Measuring the Prevalence of Policy Violating Content with ML Assisted Sampling and LLM Labeling
Attila Dobi, Aravindh Manickavasagam, Benjamin Thompson, Xiaohan Yang, Faisal Farooq
TL;DR
This paper addresses the challenge of measuring the prevalence of policy-violating content in user impressions, a metric that complements reports and enables timely interventions. It proposes a design-based daily measurement framework that combines ML-assisted probability sampling from impression logs with LLM-assisted labeling, producing design-consistent daily prevalence estimates with confidence intervals and flexible drill-downs.

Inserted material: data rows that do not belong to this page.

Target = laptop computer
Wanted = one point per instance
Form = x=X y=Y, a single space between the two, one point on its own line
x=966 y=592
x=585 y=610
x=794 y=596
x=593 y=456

Key contributions include a design-consistent estimator enabling single-sample drill-downs, practical uncertainty quantification (CIs and ESS) with optional label-error correction, and a configurable workflow that ties policy definitions, SME prompts, and gold sets to a production-ready daily pipeline. Empirically, the approach yields substantial sampling-efficiency gains, supports multi-pivot analysis from a single sample, and scales to >$1$M items per day, enabling rapid, governance-grade monitoring and efficient experimentation for platform safety teams.
Abstract
Content safety teams need metrics that reflect what users actually experience, not only what is reported. We study prevalence: the fraction of user views (impressions) that went to content violating a given policy on a given day. Accurate prevalence measurement is challenging because violations are often rare and human labeling is costly, making frequent, platform-representative studies slow. We present a design-based measurement system that (i) draws daily probability samples from the impression stream using ML-assisted weights to concentrate label budget on high-exposure and high-risk content while preserving unbiasedness, (ii) labels sampled items with a multimodal LLM governed by policy prompts and gold-set validation, and (iii) produces design-consistent prevalence estimates with confidence intervals and dashboard drilldowns. A key design goal is one global sample with many pivots: the same daily sample supports prevalence by surface, viewer geography, content age, and other segments through post-stratified estimation. We describe the statistical estimators, variance and confidence interval construction, label-quality monitoring, and an engineering workflow that makes the system configurable across policies.